Baker started his career with the city as a patrol officer for the Three Rivers Police Department. He was later promoted to sergeant and spent the last three years of his 24-year law-enforcement career as chief.
He would then serve as acting city manager before his peer from the police department, Joe Bippus, took over the post full-time.
Baker subsequently spent six years as a city commissioner and in 2011, was appointed mayor for the year after Allen Balog left to serve as a county commissioner.
Funeral arrangements for Baker, who was the grand marshal of the 2013 Three Rivers Water Festival parade, are pending.
Tom Lowry will serve two more years as mayor of Three Rivers, as he defeated Larry Nichols in Tuesday’s general election.
Lowry, 57, topped the 58-year-old Nichols, 268 votes to 206. Over the course of two tenures, Lowry has served as mayor for 14 years.
Meanwhile, Linda Gearhart won the commissioner-at-large position Tuesday and will start a two-year term to the seven-member board later this month.
The 65-year-old Gearhart topped Larry Matson, 288 to 164.
Matson, 70, has served on two different occasions as an appointed commissioner.
Commissioners Jared Hoffmaster and Diane Lee Haley-Clay were unopposed for two-year terms.
Centreville Public Schools will see $12.8 million worth of improvements over the next decade, as its voters on Tuesday approved a 2.95-mill increase request.
The vote was 351 in favor to 226 opposed. As a result, the district will start improvements at its elementary and jr./sr. high buildings next year as part of a three-phase plan that will also see the purchase of new buses and a full technology upgrade.
Board of education president Dave Peterson said the public’s endorsement of the request is appreciated and the district will make good use of the money to repair and replace an aging infrastructure in its two buildings.

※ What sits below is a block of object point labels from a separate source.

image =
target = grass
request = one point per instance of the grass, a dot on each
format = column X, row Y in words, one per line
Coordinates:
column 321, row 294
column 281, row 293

A write-in candidate for the Sturgis City Commission topped an incumbent during Tuesday’s general election.
Precinct 2 commissioner Karen Stephens fell short in her attempt to serve two more years, as she was beaten by Charles Huber, 39 to 15.

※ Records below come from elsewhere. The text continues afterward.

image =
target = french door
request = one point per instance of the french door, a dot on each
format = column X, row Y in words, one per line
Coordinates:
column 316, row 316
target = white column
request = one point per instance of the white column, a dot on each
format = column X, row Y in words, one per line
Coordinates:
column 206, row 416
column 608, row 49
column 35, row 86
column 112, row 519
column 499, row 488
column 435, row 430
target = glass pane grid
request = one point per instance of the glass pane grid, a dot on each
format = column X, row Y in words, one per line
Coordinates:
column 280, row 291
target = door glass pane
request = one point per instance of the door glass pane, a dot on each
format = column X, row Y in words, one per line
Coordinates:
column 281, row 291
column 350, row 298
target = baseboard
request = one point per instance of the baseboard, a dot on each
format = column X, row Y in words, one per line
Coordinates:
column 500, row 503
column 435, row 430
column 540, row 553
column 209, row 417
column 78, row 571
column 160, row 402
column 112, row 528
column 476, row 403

Four other candidates in Sturgis ran unopposed and will return to the nine-member city commission.
A Kalamazoo Democrat is jumping into the race for Michigan’s 6th Congressional district in 2014. Paul Clements is planning a tour of the entire district on Saturday, including stops in Buchanan, Benton Harbor, Cassopolis and Union Pier. He calls himself an “independent Democrat” on his campaign website and says Congressman Fred Upton has become “part of the problem” after 26 years in Washington, DC. Upton is also facing another Tea Party challenge from the far right of the Republican Party in the primary election next year after defeating Jack Hoogendyk in 2012. Clements is a political science professor at Western Michigan University, received his bachelor’s degree from Harvard and a masters and doctorate in public policy from Princeton. While calling Kalamazoo home, Clements was born in Texas and spent his childhood in Hong Kong and India as his father worked as a Methodist church social worker. (MRN)
State Rep. Matt Lori and state Sen. Rebekah Warren, of Ann Arbor, introduced resolutions Thursday to commemorate the 50th anniversary of President Kennedy’s signing of the Community Mental Health Act.
In February, Lori and Warren were appointed by Gov. Rick Snyder to the Mental Health and Wellness Commission, and the two have been working to identify and address gaps in mental-health-care access, to evaluate the quality of mental-health-care services across the state and to develop comprehensive policy recommendations to address these issues.
Lori said the recommendations will be presented to the governor in December and passed on to the Michigan Department of Community Health for use in improving the state’s mental-health system.
The Community Mental Health Act allowed for the creation of community mental health centers, which drastically altered the delivery of mental-health services across the United States. Michigan now has 46 different Community Mental Health services programs providing assistance to residents in all 83 counties.